General information
- Type: Helicopter
- National origin: United States
- Manufacturer: Compcop Vortech
- Status: Plans available
- Number built: 3 (2005)

History
- Introduction date: 1970s

= Vortech G-1 =

American homebuilt helicopter

The Vortech G-1, also called the Compcop G-1, is an American helicopter that was designed in the 1970s. Plans for amateur construction were originally supplied by Compcop and today are provided by Vortech.

==Design and development==
The aircraft was designed long before the adoption of the US FAR 103 Ultralight Vehicles rules, including the category's maximum empty weight of 254 lb, but nonetheless complies with them. The aircraft has a standard empty weight of 150 lb and is billed as the "World's Tiniest Homebuilt Helicopter" by the plans supplier.
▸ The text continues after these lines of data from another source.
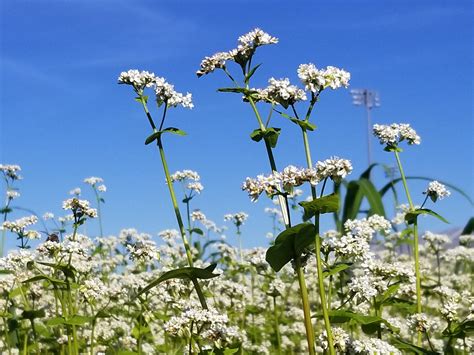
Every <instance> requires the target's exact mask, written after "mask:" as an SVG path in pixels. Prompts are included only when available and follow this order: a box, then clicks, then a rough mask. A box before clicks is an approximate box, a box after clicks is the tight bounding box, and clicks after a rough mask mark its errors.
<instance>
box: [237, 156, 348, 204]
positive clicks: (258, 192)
mask: <svg viewBox="0 0 474 355" xmlns="http://www.w3.org/2000/svg"><path fill="white" fill-rule="evenodd" d="M351 171H352V165H351V163H350V161H349V160H346V159H340V158H337V157H333V158H330V159H326V160H325V161H322V162H318V163H316V167H315V168H298V167H296V166H293V165H289V166H287V167H286V168H285V169H283V171H282V172H274V173H273V174H270V175H267V176H265V175H258V176H257V177H256V178H255V179H252V178H249V177H247V178H246V179H245V181H244V183H243V184H242V190H244V191H247V193H248V194H249V197H250V198H251V200H252V201H256V200H257V199H258V197H259V196H260V194H262V193H263V192H265V193H266V194H267V195H269V196H272V195H275V194H277V193H279V192H281V191H280V186H281V185H283V187H284V188H285V189H286V190H288V191H291V189H292V188H293V187H296V186H301V185H302V184H304V183H305V182H309V183H310V184H311V185H313V186H315V185H316V184H317V183H318V182H320V181H321V180H324V179H326V178H331V179H332V180H334V181H337V182H340V181H341V180H342V179H343V178H345V177H346V176H347V174H349V173H350V172H351Z"/></svg>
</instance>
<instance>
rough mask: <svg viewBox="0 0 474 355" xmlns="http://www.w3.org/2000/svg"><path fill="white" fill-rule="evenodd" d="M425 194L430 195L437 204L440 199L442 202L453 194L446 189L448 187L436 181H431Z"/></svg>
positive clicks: (426, 189) (429, 195) (434, 201)
mask: <svg viewBox="0 0 474 355" xmlns="http://www.w3.org/2000/svg"><path fill="white" fill-rule="evenodd" d="M423 193H424V194H426V195H428V196H429V197H430V198H431V200H432V201H433V202H436V200H438V199H440V200H442V199H443V198H445V197H449V196H450V195H451V192H450V191H449V190H448V189H447V188H446V186H444V185H443V184H441V183H440V182H438V181H436V180H435V181H431V182H430V183H429V184H428V188H427V189H426V191H425V192H423Z"/></svg>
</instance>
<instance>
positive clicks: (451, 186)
mask: <svg viewBox="0 0 474 355" xmlns="http://www.w3.org/2000/svg"><path fill="white" fill-rule="evenodd" d="M406 179H407V180H424V181H433V180H434V179H433V178H429V177H424V176H407V177H406ZM400 181H402V178H397V179H393V180H392V181H390V182H389V183H388V184H386V185H385V186H384V187H383V188H382V189H380V191H379V192H380V194H381V195H382V196H383V195H385V194H386V193H387V191H388V190H390V189H391V188H392V186H393V185H394V184H396V183H399V182H400ZM437 181H439V182H440V183H442V184H443V185H446V186H447V187H449V188H450V189H451V190H454V191H456V192H458V193H459V194H460V195H462V196H463V197H464V198H465V199H466V200H468V201H469V203H470V204H471V205H472V206H474V201H473V200H472V199H471V197H469V195H468V194H467V193H465V192H464V191H463V190H461V189H460V188H459V187H457V186H454V185H452V184H450V183H448V182H446V181H441V180H437Z"/></svg>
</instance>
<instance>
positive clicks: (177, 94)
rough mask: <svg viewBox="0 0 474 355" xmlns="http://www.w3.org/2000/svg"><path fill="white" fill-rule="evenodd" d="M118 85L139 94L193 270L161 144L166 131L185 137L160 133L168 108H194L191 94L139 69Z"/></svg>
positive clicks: (202, 305) (188, 256) (179, 229)
mask: <svg viewBox="0 0 474 355" xmlns="http://www.w3.org/2000/svg"><path fill="white" fill-rule="evenodd" d="M118 82H119V84H126V85H131V86H132V87H133V89H134V91H135V93H136V94H137V95H138V96H137V98H136V101H138V102H140V103H141V105H142V107H143V110H144V112H145V115H146V117H147V119H148V123H149V124H150V127H151V129H152V131H153V134H152V135H151V136H150V137H152V139H151V140H150V141H148V139H150V137H149V138H148V139H147V142H146V144H149V143H151V142H153V141H154V140H156V144H157V146H158V150H159V152H160V158H161V163H162V165H163V171H164V174H165V178H166V184H167V185H168V190H169V193H170V197H171V202H172V204H173V210H174V213H175V216H176V220H177V222H178V226H179V230H180V234H181V239H182V241H183V245H184V249H185V252H186V258H187V261H188V265H189V266H190V267H193V265H194V262H193V256H192V251H191V246H190V244H189V242H188V238H187V235H186V228H185V226H184V223H183V218H182V217H181V212H180V210H179V206H178V201H177V199H176V193H175V191H174V187H173V182H172V181H171V177H170V171H169V168H168V163H167V161H166V155H165V151H164V148H163V142H162V134H163V133H165V132H166V131H168V132H172V133H175V134H179V135H183V134H185V133H184V132H183V131H180V130H178V129H176V128H169V129H165V130H163V125H164V123H165V119H166V114H167V112H168V108H169V107H176V106H178V105H181V106H183V107H185V108H193V107H194V105H193V104H192V98H191V94H189V93H188V94H186V95H183V94H181V93H178V92H176V91H175V90H174V86H173V85H171V84H169V83H168V82H166V80H165V79H164V78H160V77H157V76H155V74H153V73H149V72H146V71H142V72H139V71H138V70H129V71H128V72H123V73H121V74H120V77H119V79H118ZM147 87H148V88H149V87H153V88H154V89H155V94H156V103H157V105H158V107H160V106H163V115H162V117H161V122H160V125H159V127H158V128H157V126H156V124H155V122H154V120H153V118H152V116H151V113H150V111H149V110H148V106H147V101H148V96H145V95H144V94H143V92H144V89H145V88H147ZM192 282H193V285H194V287H195V290H196V293H197V295H198V298H199V301H200V303H201V306H202V308H204V309H208V307H207V303H206V300H205V297H204V293H203V292H202V290H201V287H200V285H199V282H198V281H197V280H196V279H192Z"/></svg>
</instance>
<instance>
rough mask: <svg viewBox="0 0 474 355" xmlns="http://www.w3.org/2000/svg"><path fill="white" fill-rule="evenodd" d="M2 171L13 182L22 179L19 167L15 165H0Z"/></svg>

It features a single main rotor and tail rotor, a single-seat open cockpit without a windshield, tricycle landing gear with main wheels and nose skid and a twin cylinder, air-cooled, two-stroke, single-ignition 40 hp Rotax 447 aircraft engine or Kawasaki 440 snowmobile engine. The 50 hp Rotax 503 can also be used.

The aircraft fuselage is made from bolted-together aluminum tubing. Its main rotor is 12 ft in diameter. Fuel capacity is 5 u.s.gal.

The plans supplier notes this warning:

Vortech offers the G-1 plans as a curiosity for those interested in homebuilt helicopters because of its intriguing size and simplicity; however, Vortech has no direct experience with either the design or flight of this model and so cannot and does not endorse this as a proven aircraft. While people have reported building and flying this model, it appears that most of those flying versions were variations or enhancements of the original design.